For the first time, scientists have successfully teleported a photon from the ground to a satellite in orbit.
It’s been 20 years since quantum scientists successfully teleported a photon over 10 miles, proving that quantum entanglement — a process that Albert Einstein called “spooky action at a distance” -- was possible.
The very unnatural phenomenon occurs when two quantum objects, such as photons,
share a wave function. Since they come into existence at the exact same time and place, they share the same identity, even when separated. What happens to one happens to the other — wherever it exists.
In 2010, a team at the University of Science and Technology of China in Shanghai set a record by teleporting photons over 60 miles on Earth. And now, just seven years later, they’ve outdone themselves, teleporting protons from a ground station in Tibet, 2½ miles above sea level, to a satellite orbiting Earth more than 310 miles away.
It marks the first time an object has been teleported from our planet into space.
Quantum Teleportation is real and this explains what it is:
They’re more than identical twins. The two are one and the same.
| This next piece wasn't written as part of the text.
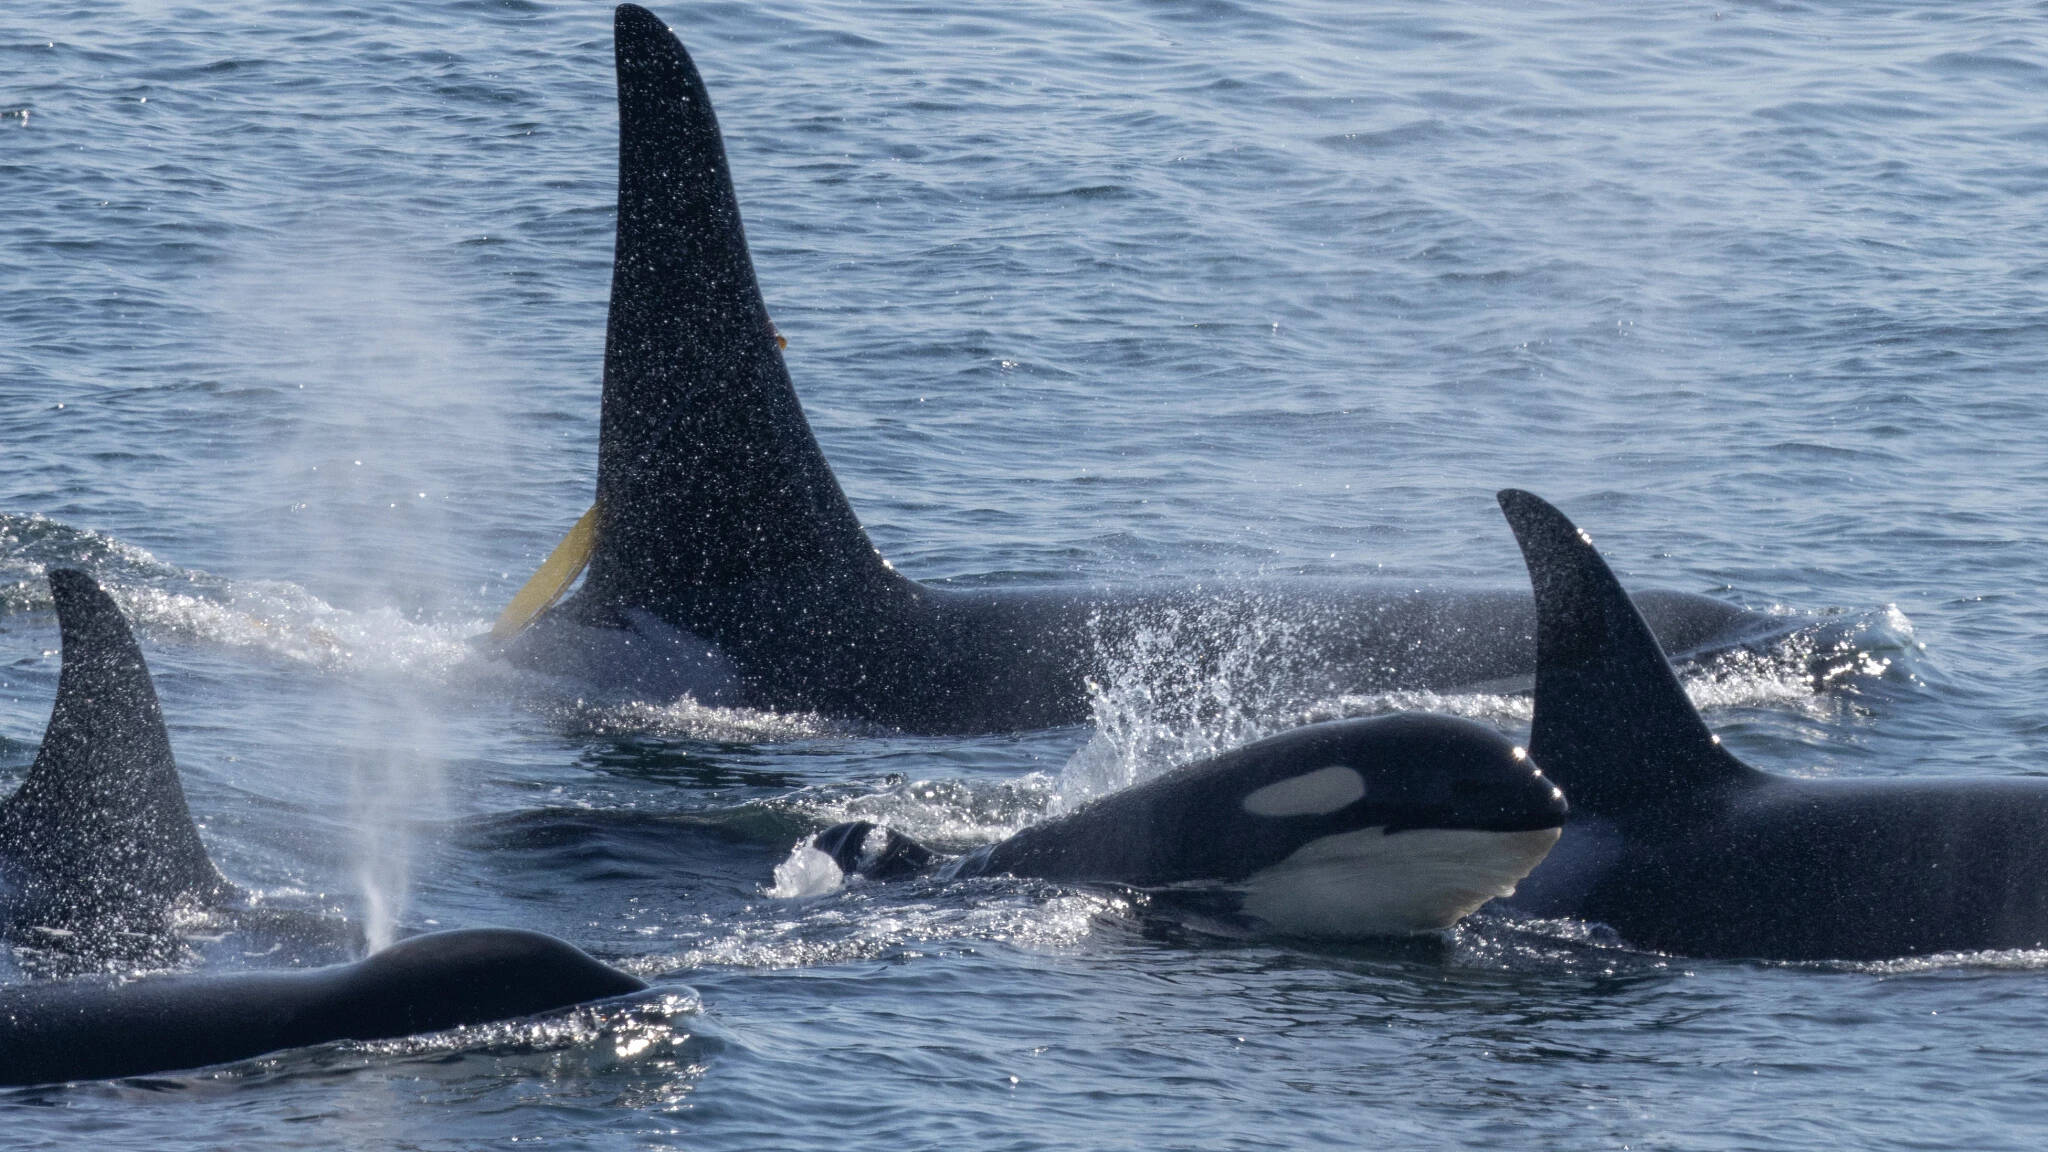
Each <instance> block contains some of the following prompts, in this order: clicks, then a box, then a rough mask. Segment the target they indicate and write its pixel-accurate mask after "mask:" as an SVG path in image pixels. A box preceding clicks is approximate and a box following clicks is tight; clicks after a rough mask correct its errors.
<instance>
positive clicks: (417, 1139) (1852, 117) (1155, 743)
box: [0, 0, 2048, 1150]
mask: <svg viewBox="0 0 2048 1152" xmlns="http://www.w3.org/2000/svg"><path fill="white" fill-rule="evenodd" d="M659 14H662V16H666V18H668V20H672V23H674V27H676V31H678V33H680V35H682V39H684V41H686V43H688V45H690V47H692V51H694V53H696V59H698V64H700V68H702V70H705V74H707V80H709V84H711V92H713V98H715V100H717V105H719V113H721V119H723V123H725V129H727V135H729V146H731V152H733V170H735V176H737V182H739V199H741V205H743V209H745V213H748V225H750V236H752V240H754V254H756V262H758V266H760V273H762V283H764V289H766V295H768V303H770V310H772V312H774V318H776V324H778V326H780V330H782V332H784V334H786V336H788V338H791V351H788V359H791V369H793V373H795V377H797V387H799V392H801V396H803V400H805V406H807V410H809V414H811V420H813V424H815V426H817V433H819V439H821V441H823V445H825V451H827V455H829V457H831V461H834V463H836V467H838V471H840V478H842V482H844V486H846V490H848V494H850V496H852V500H854V506H856V508H858V510H860V515H862V519H864V521H866V523H868V527H870V531H872V535H874V539H877V543H879V545H881V547H883V551H885V553H887V556H891V558H893V560H895V564H897V568H901V570H905V572H909V574H913V576H922V578H961V580H1014V582H1057V580H1098V578H1135V576H1159V574H1165V576H1200V578H1210V576H1239V574H1253V572H1313V574H1339V576H1356V574H1370V576H1384V578H1389V580H1397V582H1409V584H1425V582H1470V584H1493V586H1501V584H1516V582H1520V580H1522V566H1520V558H1518V553H1516V549H1513V543H1511V539H1509V535H1507V531H1505V525H1503V523H1501V521H1499V515H1497V512H1495V510H1493V504H1491V492H1493V490H1495V488H1501V486H1507V484H1513V486H1524V488H1532V490H1536V492H1540V494H1544V496H1548V498H1552V500H1556V502H1559V504H1561V506H1563V508H1565V510H1567V512H1571V515H1573V517H1577V519H1579V523H1581V525H1585V527H1587V529H1589V531H1593V533H1595V537H1597V539H1599V543H1602V545H1604V547H1606V551H1608V556H1610V558H1612V560H1614V564H1616V568H1618V570H1622V572H1624V576H1626V578H1628V580H1632V582H1636V584H1661V586H1677V588H1692V590H1706V592H1714V594H1720V596H1726V599H1731V601H1739V603H1747V605H1753V607H1784V609H1786V611H1792V613H1815V615H1819V613H1843V615H1845V617H1847V621H1849V623H1851V625H1853V627H1855V629H1860V631H1862V633H1864V635H1866V637H1868V646H1870V660H1868V662H1864V666H1860V668H1853V670H1851V674H1849V676H1845V678H1843V681H1841V685H1839V687H1835V689H1833V691H1827V693H1815V691H1812V689H1810V687H1808V683H1806V681H1804V678H1802V676H1800V674H1798V668H1800V662H1798V660H1796V658H1786V660H1776V662H1774V660H1757V662H1749V664H1743V666H1726V668H1718V670H1714V672H1712V674H1706V676H1702V678H1696V681H1694V685H1692V687H1694V691H1696V695H1698V699H1700V701H1702V703H1704V705H1708V717H1710V722H1712V724H1714V726H1716V728H1718V730H1720V732H1722V734H1724V736H1726V738H1729V742H1731V744H1733V746H1735V748H1737V750H1739V752H1743V754H1745V756H1747V758H1751V760H1753V763H1757V765H1759V767H1765V769H1772V771H1784V773H1802V775H1905V773H1956V775H1970V773H1976V775H2013V773H2040V771H2042V767H2040V756H2042V752H2044V750H2048V722H2044V719H2042V703H2044V701H2048V656H2044V652H2048V576H2044V574H2048V543H2044V541H2048V502H2044V500H2042V492H2044V490H2048V402H2044V396H2042V387H2044V373H2048V100H2044V94H2048V51H2044V47H2042V45H2044V43H2048V8H2044V6H2042V4H1970V6H1901V4H1853V6H1831V4H1720V6H1712V4H1630V6H1587V4H1550V2H1534V4H1530V2H1518V4H1430V6H1421V8H1413V6H1384V4H1305V2H1286V0H1282V2H1268V4H1237V2H1231V0H1206V2H1147V4H1122V6H1112V4H1098V6H1069V4H1047V2H1030V0H1024V2H1010V4H999V6H995V4H858V2H836V0H797V2H788V4H723V2H721V4H670V6H664V8H659ZM610 100H612V72H610V8H608V6H606V4H541V2H453V0H426V2H403V4H401V2H391V0H373V2H352V4H258V2H254V0H223V2H219V4H211V6H184V4H172V2H150V0H133V2H127V4H121V2H104V0H70V2H57V0H12V2H8V4H6V6H4V10H0V113H4V115H0V207H4V215H0V240H4V242H0V428H4V449H6V457H4V459H6V467H4V469H0V646H4V650H0V656H4V660H0V775H4V781H0V785H4V787H12V779H14V777H18V773H20V771H23V769H25V767H27V763H29V760H31V758H33V754H35V744H37V740H39V736H41V728H43V722H45V717H47V709H49V699H51V691H53V685H55V672H57V662H55V654H53V648H55V621H53V617H51V613H49V601H47V592H45V590H43V584H41V570H43V566H49V564H82V566H86V568H92V570H94V572H96V574H98V576H100V578H102V580H106V582H109V584H111V588H113V590H115V592H117V596H119V599H121V601H123V603H125V605H127V607H129V609H131V613H133V615H135V619H137V621H139V625H141V631H143V642H145V648H147V652H150V660H152V664H154V668H156V672H158V681H160V691H162V695H164V707H166V713H168V717H170V726H172V738H174V742H176V748H178V754H180V763H182V767H184V773H186V787H188V791H190V799H193V808H195V812H197V814H199V816H201V820H203V822H205V836H207V842H209V847H211V849H213V853H215V857H217V859H219V861H221V867H223V869H225V871H227V873H229V875H231V877H233V879H238V881H242V883H246V886H252V888H258V890H262V892H264V894H268V896H272V898H274V900H279V902H299V904H332V906H336V908H344V910H348V912H350V914H354V916H358V918H362V920H365V922H369V924H373V927H375V929H377V931H389V929H391V927H406V929H420V927H430V924H520V927H532V929H545V931H553V933H559V935H563V937H567V939H571V941H575V943H580V945H584V947H588V949H592V951H594V953H598V955H604V957H608V959H614V961H618V963H625V965H629V968H633V970H635V972H641V974H643V976H647V978H651V980H655V982H657V986H659V994H657V996H653V998H649V1000H641V1002H635V1004H629V1006H608V1009H602V1011H588V1013H582V1015H571V1017H559V1019H553V1021H545V1023H530V1025H506V1027H498V1029H479V1031H471V1033H457V1035H444V1037H430V1039H418V1041H395V1043H379V1045H336V1047H326V1050H311V1052H295V1054H283V1056H274V1058H264V1060H256V1062H248V1064H238V1066H231V1068H221V1070H205V1072H195V1074H178V1076H166V1078H152V1080H139V1082H119V1084H86V1086H70V1088H39V1091H14V1093H6V1095H0V1144H10V1146H49V1148H76V1146H86V1144H90V1146H100V1148H195V1150H197V1148H221V1146H236V1148H246V1146H365V1148H369V1146H393V1148H481V1146H492V1148H496V1146H514V1144H518V1146H526V1144H528V1142H537V1144H543V1146H549V1148H670V1146H674V1148H733V1150H758V1148H856V1150H870V1148H872V1150H897V1148H934V1146H946V1148H1266V1146H1274V1148H1305V1146H1343V1148H1356V1146H1382V1148H1444V1146H1470V1148H1532V1146H1540V1148H1759V1146H1769V1148H1843V1146H1858V1148H2036V1146H2038V1144H2040V1132H2042V1129H2044V1127H2048V1060H2044V1054H2042V1047H2044V1041H2042V1037H2044V1035H2048V972H2042V970H2044V968H2048V955H2036V953H2015V955H1978V957H1948V959H1937V961H1907V963H1892V965H1860V968H1774V965H1755V963H1720V961H1716V963H1702V961H1671V959H1665V957H1655V955H1642V953H1634V951H1628V949H1624V947H1616V945H1614V943H1612V941H1608V939H1604V937H1599V935H1597V933H1593V935H1587V933H1583V931H1573V929H1569V927H1544V924H1505V922H1499V920H1481V922H1477V924H1473V927H1466V929H1464V931H1460V935H1458V937H1456V939H1452V941H1450V943H1446V945H1444V947H1417V949H1325V951H1313V949H1300V947H1274V945H1262V943H1241V941H1214V939H1202V937H1198V935H1190V933H1188V931H1184V929H1180V927H1176V924H1174V922H1167V920H1161V918H1159V916H1157V914H1155V912H1151V910H1147V908H1143V906H1135V904H1133V902H1128V900H1120V898H1114V896H1108V894H1102V892H1081V890H1065V888H1053V886H1032V883H983V886H965V888H915V886H913V888H905V890H887V892H881V890H868V892H854V894H842V896H827V898H819V900H778V898H772V896H768V894H766V892H764V890H766V888H768V883H770V879H772V871H774V865H776V863H780V861H782V859H784V857H786V853H788V849H791V845H793V842H797V838H799V836H803V834H807V832H809V830H815V828H817V826H821V824H825V822H829V820H836V818H842V816H846V814H862V816H887V818H891V820H893V822H897V824H899V826H903V828H905V830H911V832H915V834H926V836H934V838H938V840H944V842H950V845H956V847H965V845H971V842H977V840H987V838H993V836H999V834H1001V832H1004V828H1010V826H1016V824H1018V822H1024V820H1028V818H1032V816H1034V814H1038V812H1042V810H1044V808H1047V806H1049V804H1055V801H1057V797H1061V795H1069V797H1071V795H1079V793H1085V791H1087V789H1092V787H1104V785H1114V783H1122V781H1126V779H1130V777H1135V775H1143V773H1151V771H1159V769H1161V767H1165V765H1167V763H1171V760H1174V758H1176V756H1180V754H1186V752H1192V750H1202V748H1204V746H1210V744H1217V742H1233V740H1241V738H1245V736H1249V734H1257V732H1268V730H1276V728H1284V726H1286V724H1292V722H1294V719H1298V715H1278V713H1274V711H1272V709H1268V707H1264V701H1262V697H1260V691H1257V687H1260V685H1257V668H1255V664H1257V660H1255V654H1257V652H1262V637H1247V642H1245V652H1247V656H1245V660H1243V666H1239V668H1237V674H1235V676H1233V678H1227V681H1219V683H1214V685H1202V687H1200V691H1196V693H1194V697H1192V699H1157V697H1147V695H1145V693H1143V691H1139V687H1137V685H1141V683H1143V681H1145V676H1143V674H1141V672H1145V670H1143V668H1135V670H1133V676H1130V681H1128V683H1110V685H1104V695H1102V701H1100V705H1098V726H1092V728H1085V730H1063V732H1040V734H1024V736H1004V738H981V740H909V738H877V736H864V734H852V732H842V730H834V728H831V726H829V724H821V722H815V719H809V717H782V715H754V713H737V711H713V709H698V707H694V705H688V703H684V705H659V703H647V705H625V707H621V705H602V707H600V705H594V703H580V701H575V699H567V697H563V693H561V689H559V685H549V683H543V681H532V678H522V676H516V674H512V672H510V670H506V668H500V666H492V664H485V662H479V660H475V658H471V654H469V648H467V646H465V644H463V637H465V635H469V633H475V631H479V629H481V627H483V625H485V623H487V619H489V617H492V615H494V613H496V611H498V607H500V605H502V603H504V599H506V596H508V594H510V592H512V590H514V588H516V586H518V584H520V582H522V580H524V576H526V574H528V572H530V570H532V566H535V564H537V562H539V558H541V556H545V553H547V549H549V547H551V545H553V541H555V539H557V537H559V535H561V531H565V529H567V525H569V523H571V521H573V519H575V517H578V515H580V512H582V510H584V506H586V504H588V498H590V490H592V474H594V459H596V416H598V412H596V381H598V363H600V348H602V324H604V297H606V287H608V273H610V209H612V203H610V201H612V164H614V139H612V133H614V111H612V107H610ZM1171 640H1174V637H1171V635H1161V637H1159V642H1157V654H1153V656H1151V660H1155V662H1163V664H1169V662H1171V650H1174V644H1171ZM1792 656H1796V654H1792ZM1153 670H1157V668H1153ZM1415 705H1425V707H1448V709H1456V711H1462V713H1468V715H1479V717H1483V719H1489V722H1495V724H1499V726H1503V728H1507V730H1516V728H1518V726H1522V724H1526V711H1528V709H1526V701H1520V699H1516V697H1454V699H1440V697H1397V699H1337V701H1323V703H1321V705H1319V713H1329V715H1335V713H1356V711H1382V709H1389V707H1415ZM16 959H20V957H16ZM207 961H209V963H262V959H260V957H258V959H248V957H240V955H233V941H229V943H223V945H215V947H213V949H211V951H209V955H207ZM6 978H10V980H12V978H20V976H18V974H12V972H10V974H8V976H6Z"/></svg>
And, theoretically, the sky isn’t the limit. Photons are fragile; when they interact with matter on Earth and in Earth’s atmosphere, they lose entanglement. But in the vacuum of space,
they can extend infinitely.
And while the process won’t exactly succeed in making Captain Kirk demolecularize on the Starship Enterprise and remolecularize on a planet below, it has the potential nonetheless to change the world as we know it. Quantum teleportation is seen as the basis for unimaginably high-speed communication and foolproof cryptography. Since the two objects are not twins but actually the same object, what happens to one happens instantaneously to the other.